At that, James turns around and runs in the other direction, clearly to spread the word. Victoire giggles.

"Now," Teddy says, with a grin. "Where were we?"

"I believe," Victoire smiles, "that you were 'snogging your girl.'"

"That's right," he murmurs, pulling her close, "I was."

As his lips brush hers, she can't help herself from whispering quietly, "I'm still going to miss you."
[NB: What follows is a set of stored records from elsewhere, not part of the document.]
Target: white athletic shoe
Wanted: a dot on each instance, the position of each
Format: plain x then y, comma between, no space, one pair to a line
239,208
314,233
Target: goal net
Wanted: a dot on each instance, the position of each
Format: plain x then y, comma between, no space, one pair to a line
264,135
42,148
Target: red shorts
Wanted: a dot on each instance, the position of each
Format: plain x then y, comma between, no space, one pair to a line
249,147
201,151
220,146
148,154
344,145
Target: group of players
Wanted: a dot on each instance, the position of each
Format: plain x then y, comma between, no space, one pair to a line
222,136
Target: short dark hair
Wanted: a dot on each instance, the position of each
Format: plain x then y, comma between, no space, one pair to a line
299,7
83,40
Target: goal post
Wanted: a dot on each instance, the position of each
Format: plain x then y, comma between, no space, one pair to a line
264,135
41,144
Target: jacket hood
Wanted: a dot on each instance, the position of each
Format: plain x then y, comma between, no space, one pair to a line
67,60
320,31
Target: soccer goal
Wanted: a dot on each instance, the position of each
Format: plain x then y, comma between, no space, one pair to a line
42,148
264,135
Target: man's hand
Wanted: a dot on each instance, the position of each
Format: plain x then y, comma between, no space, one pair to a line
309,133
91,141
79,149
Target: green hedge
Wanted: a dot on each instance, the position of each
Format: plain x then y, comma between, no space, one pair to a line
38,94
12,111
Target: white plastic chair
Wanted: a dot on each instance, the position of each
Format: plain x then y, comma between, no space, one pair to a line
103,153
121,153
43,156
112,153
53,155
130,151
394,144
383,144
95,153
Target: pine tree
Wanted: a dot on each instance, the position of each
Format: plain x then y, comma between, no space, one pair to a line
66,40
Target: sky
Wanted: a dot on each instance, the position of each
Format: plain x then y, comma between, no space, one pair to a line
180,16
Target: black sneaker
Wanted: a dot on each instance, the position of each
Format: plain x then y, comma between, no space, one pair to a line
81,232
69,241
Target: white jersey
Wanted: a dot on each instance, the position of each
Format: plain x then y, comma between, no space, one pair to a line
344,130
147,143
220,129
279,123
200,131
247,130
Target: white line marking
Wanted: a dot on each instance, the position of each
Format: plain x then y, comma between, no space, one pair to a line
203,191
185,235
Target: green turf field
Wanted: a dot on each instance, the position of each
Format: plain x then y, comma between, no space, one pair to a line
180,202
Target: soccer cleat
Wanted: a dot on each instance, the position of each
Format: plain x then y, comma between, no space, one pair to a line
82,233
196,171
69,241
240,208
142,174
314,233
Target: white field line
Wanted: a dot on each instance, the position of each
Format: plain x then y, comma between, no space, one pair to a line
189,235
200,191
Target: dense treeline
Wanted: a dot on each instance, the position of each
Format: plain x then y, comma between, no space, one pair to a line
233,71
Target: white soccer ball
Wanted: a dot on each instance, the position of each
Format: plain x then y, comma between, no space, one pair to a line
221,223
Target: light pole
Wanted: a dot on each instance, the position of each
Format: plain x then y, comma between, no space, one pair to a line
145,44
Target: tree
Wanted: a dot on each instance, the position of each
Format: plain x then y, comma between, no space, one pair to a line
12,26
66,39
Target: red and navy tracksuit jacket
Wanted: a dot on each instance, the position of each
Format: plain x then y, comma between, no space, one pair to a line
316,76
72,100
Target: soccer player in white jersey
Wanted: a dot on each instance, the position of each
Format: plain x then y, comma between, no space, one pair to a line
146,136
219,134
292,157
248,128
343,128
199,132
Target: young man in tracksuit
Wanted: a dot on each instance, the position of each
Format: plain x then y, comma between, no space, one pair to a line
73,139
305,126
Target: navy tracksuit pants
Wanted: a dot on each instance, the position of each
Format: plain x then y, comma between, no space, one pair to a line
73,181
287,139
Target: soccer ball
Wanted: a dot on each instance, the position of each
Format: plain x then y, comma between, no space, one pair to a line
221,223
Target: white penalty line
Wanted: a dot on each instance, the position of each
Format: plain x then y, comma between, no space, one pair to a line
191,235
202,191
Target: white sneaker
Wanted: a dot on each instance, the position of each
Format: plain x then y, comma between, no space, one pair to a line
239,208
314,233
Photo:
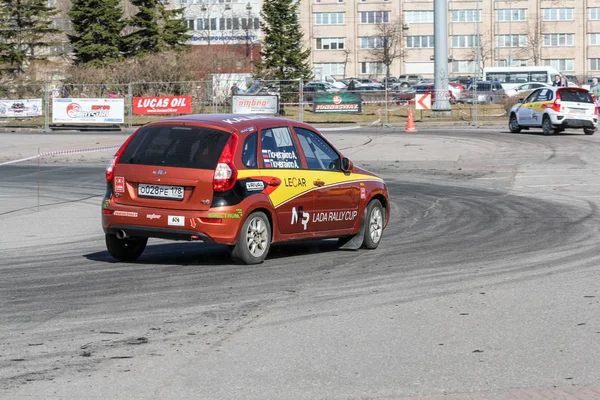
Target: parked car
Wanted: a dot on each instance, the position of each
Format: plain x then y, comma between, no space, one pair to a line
407,80
245,181
555,109
483,92
524,87
421,88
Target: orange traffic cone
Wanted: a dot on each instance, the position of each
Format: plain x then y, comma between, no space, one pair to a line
410,124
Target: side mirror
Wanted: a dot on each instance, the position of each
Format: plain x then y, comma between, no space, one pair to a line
346,165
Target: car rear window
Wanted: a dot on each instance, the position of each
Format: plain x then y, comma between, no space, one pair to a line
176,146
576,95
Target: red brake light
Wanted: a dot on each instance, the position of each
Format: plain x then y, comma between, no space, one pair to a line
110,169
225,172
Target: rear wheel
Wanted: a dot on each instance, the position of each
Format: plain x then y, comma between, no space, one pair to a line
374,226
128,249
513,124
254,241
547,127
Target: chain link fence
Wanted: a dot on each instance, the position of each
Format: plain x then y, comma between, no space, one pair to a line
33,105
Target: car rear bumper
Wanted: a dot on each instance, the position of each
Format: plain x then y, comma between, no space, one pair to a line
575,122
219,225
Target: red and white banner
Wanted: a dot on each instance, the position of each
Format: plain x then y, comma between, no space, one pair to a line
162,105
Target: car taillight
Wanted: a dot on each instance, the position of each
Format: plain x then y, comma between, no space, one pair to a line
225,172
110,169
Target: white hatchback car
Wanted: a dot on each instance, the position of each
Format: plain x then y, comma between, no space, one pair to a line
555,109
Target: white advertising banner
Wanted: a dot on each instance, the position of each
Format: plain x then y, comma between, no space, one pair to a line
20,108
97,111
255,104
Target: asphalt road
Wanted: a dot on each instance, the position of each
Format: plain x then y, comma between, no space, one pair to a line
486,283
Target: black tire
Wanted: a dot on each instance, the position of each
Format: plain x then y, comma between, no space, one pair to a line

He pulls back slightly, to smile at her. "I'm going to miss you too. But it's only one year," he tells her, pressing a kiss to her forehead. "And after that, we've got the rest of our lives together."

His words send warmth through her body. And she knows it's going to be hard. They're going to fight and sometimes she'll storm out into the rain, because she's good at running away, and he'll slam doors because he's not good at compromising. There'll be nights they go to bed angry, and sometimes she'll cry or drink too much wine.

But she also knows that it'll all be worth it. She knows that they can make it. Because she knows that she loves him, and she knows that she won't give up. And she knows she can make it through one more year, because she knows she's got countless more that she'll spend by his side.

And right now she's only got a few minutes, and she's not going to waste them being afraid. So, with a smile, she whispers, "okay," and presses her lips to his.